Compared with Group R, Group H sequences show more diversity. This is of particularly the case in vascular plants. It has to be emphasized that except for A. thaliana RGFs, secreted, bioactive forms have not been determined (Matsuzaki et al., 2010; Whitford et al., 2012). Such structural information will be critical to delve into the sequence diversity of RGF-like sequences.
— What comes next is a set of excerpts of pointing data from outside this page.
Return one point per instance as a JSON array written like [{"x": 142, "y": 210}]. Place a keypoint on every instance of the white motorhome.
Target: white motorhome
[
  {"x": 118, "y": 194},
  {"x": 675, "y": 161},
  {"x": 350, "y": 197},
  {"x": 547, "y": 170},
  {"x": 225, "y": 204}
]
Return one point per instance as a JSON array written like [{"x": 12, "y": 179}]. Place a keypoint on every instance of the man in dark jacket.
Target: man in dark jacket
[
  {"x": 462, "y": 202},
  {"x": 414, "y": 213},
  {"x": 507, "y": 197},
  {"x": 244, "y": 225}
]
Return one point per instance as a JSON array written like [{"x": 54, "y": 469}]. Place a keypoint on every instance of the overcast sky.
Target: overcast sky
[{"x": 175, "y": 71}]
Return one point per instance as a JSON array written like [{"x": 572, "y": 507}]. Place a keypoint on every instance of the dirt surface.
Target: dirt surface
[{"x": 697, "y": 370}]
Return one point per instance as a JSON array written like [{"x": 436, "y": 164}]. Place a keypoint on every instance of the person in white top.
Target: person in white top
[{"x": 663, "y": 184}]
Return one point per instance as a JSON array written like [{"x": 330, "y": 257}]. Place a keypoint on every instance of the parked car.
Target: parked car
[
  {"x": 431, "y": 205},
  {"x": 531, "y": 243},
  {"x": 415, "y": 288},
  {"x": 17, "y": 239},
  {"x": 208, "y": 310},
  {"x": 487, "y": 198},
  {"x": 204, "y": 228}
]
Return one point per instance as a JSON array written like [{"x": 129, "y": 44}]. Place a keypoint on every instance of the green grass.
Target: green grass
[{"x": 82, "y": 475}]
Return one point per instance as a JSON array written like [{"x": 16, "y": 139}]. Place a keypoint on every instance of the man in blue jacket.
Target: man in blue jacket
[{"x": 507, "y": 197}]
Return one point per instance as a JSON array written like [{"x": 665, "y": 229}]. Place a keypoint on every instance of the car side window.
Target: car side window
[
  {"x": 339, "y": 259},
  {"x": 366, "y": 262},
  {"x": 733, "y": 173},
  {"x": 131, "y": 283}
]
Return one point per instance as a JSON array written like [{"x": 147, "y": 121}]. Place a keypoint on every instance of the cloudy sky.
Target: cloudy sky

M. polymorpha RGF-Like Sequence Elicits RGF-Like Activities in A. thaliana

As a first step toward understanding biological functions of RGF-like sequences in non-flowering plants, the M. polymorpha RGF-like sequence was chosen for molecular experiments for the following reasons. First, liverworts including M. polymorpha and other bryophyte groups form a presumably monophyletic lineage sister to vascular plants and serve as an informative reference to complement our knowledge on angiosperm RGFs (Figure 8). Second, a single, highly similar RGF-like sequence is present in the liverwort species analyzed in this study (Figure 1). This observation points to a conserved role for liverwort RGF-like sequences. Third, canonical proteolytic cleavage sites are identified at similar positions in the liverwort and A. thaliana RGF precursors (Ghorbani et al., 2016; Stuhrwohldt et al., 2020; Supplementary Figure 1). This led us to reason that conserved molecular players or analogous mechanisms for the biogenesis of RGF-like peptides could exist in M. polymorpha and A. thaliana. Fourth, the predicted M. polymorpha RGF-like sequence has several residues not found in angiosperm RGFs (Figures 1, 7, 8). These variations could possibly affect ligand-receptor interactions, which can be tested by heterologous expression.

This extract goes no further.